AUSTIN, Texas — Not every audience at South By Southwest (SXSW) is populated by people with green hair and multiple body piercings.

Though commonly regarded as a gathering of those on the cutting edge, eager to discover the next big thing, the music and media conference that takes place here every March also features a fair number of country acts.

“We’re ready to rock ’n’ roll tonight — acoustic rock ’n’ roll, that is,” Ricky Skaggs joked Thursday night (March 15) at the outset of his free concert in Waterloo Park, on the edge of the University of Texas campus.

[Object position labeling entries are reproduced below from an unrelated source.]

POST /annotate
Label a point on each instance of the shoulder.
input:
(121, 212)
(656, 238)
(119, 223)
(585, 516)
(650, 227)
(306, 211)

With help from his Kentucky Thunder band, Skaggs proved that it’s how you play a song that counts as much as what song you play.

Strumming the opening chords to rock classic “Smoke on the Water” on his acoustic guitar, he parried, “Didn’t think I knew that one did you?” And at one point the Grand Ole Opry star admitted that most of his repertoire comes from the classic, pre-1965 bluegrass canon. “You got a problem with that?” he quipped. “No,” they yelled back. “We don’t either,” he said.

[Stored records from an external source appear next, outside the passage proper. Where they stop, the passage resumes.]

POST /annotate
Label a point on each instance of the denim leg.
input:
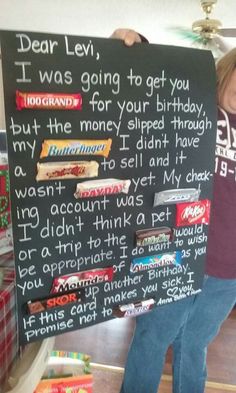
(154, 333)
(211, 307)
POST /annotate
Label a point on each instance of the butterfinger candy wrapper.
(81, 279)
(154, 261)
(95, 188)
(193, 213)
(75, 147)
(66, 170)
(145, 237)
(48, 101)
(178, 195)
(55, 301)
(134, 309)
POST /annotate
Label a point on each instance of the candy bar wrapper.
(48, 101)
(145, 237)
(193, 213)
(5, 216)
(55, 301)
(170, 197)
(75, 147)
(86, 278)
(95, 188)
(78, 384)
(66, 170)
(134, 309)
(154, 261)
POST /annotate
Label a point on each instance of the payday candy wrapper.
(66, 170)
(170, 197)
(48, 101)
(154, 261)
(95, 188)
(75, 147)
(133, 309)
(55, 301)
(193, 213)
(145, 237)
(75, 281)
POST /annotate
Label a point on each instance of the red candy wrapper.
(48, 101)
(55, 301)
(193, 213)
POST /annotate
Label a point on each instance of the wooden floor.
(108, 343)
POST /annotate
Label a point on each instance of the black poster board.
(157, 104)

The vintage songbag played well with the crowd, particularly the ultra-speedy instrumentals on which his band — especially banjo player Jim Mills and guitarist Clay Hess — could show some flash. “Folks wonder how we play so fast,” Skaggs said. “Well, Starbucks don’t hurt none.”

Because the concert — which also featured Charlie Robison and Jesse Dayton — was free, many locals turned out to hear the music. But even the Austinites seemed a little unfamiliar with bluegrass tradition. When Skaggs announced that the band’s next tune would be the age-old classic “Mother’s Not Dead, She’s Only Sleeping,” the audience laughed as if they thought he was making a joke. And when guitarist and high tenor singer Paul Brewster came in for the falsetto part on the gospel tune “A Voice From on High,” there were a few disbelieving snickers.

In the end, though, Skaggs’ concert had to be judged only an unqualified success. The audience sang along to “Uncle Pen” and they insisted, with sustained applause, that he come back for an encore of “Roll in my Sweet Baby’s Arms.”

Trick Pony also played to an enthusiastic audience at the Broken Spoke, a classic Texas roadhouse where dancers rule. The trio — Heidi Newfield, Ira Dean and Keith Burns — have just released their first album on Warner Bros. Records. Their Broken Spoke audience was a far cry from the jaded radio crowd they tried to impress two weeks ago at Country Radio Seminar.

“Austin is one of our favorite towns, by far,” Newfield said after her band’s 50-minute set. “We’ve been a lot of places, but Austin is probably one of the coolest towns in the States. It’s such an eclectic group of musicians, and everybody is so open-minded. Playing a true Texas honky tonk, that’s what it’s all about.”

With help from three backing musicians, and with labelmate Chad Brock in the house as a guest, Trick Pony kept the dance floor full from the opening notes of “Pour Me,” their first single, to the closing notes of “Spent.” Two-steppers moved around the perimeter, while shag dancers and freestylers did their thing in the middle.

“They’ve got big ears and they’re willing to listen,” bassist Dean said. “It’s a pretty well-rounded town.” With his metallic stand-up bass and his red, white and blue electric, Dean inspired a trio of dancing partners who gyrated around him when he jumped off the bandstand.

“They listened, they danced, they had fun, they drank,” said guitarist Keith Burns. “That’s our job done. The crowd was into it and they were digging the tunes. That’s tough to do when you have your first CD out. They don’t know any of the songs other than the single. By the time the chorus rolls around, to have ’em singing the words the second time through, that’ s a good feeling.”

After their high profile SXSW appearance, it’s back to more mundane business for Trick Pony. They play the opening of a Super Wal-Mart in Franklin, Tenn., next, then it’s off to the Mall of America in Minneapolis. Says Dean of the group’s constant hard work: “We’re basically coming to a town near you.”

Robison, Billy Joe Shaver and Grand Ole Opry favorite Elizabeth Cook also turned in good sets on Thursday. Shaver’s appearance at a private party was especially poignant. Jesse Taylor, guitarist for Joe Ely, filled in for Shaver’s late son, Eddy, who died in the early morning hours of New Year’s Eve. “The Earth Rolls On,” the title track from Shaver’s new album, is also the final track. At the end of the song — the last on the album — Eddy Shaver plays a long coda, as if saying goodbye. When Taylor played the parts Thursday afternoon, Shaver fell to his knees, closed his eyes and rocked back and forth, making some connection with the music that was both chilling and deeply moving.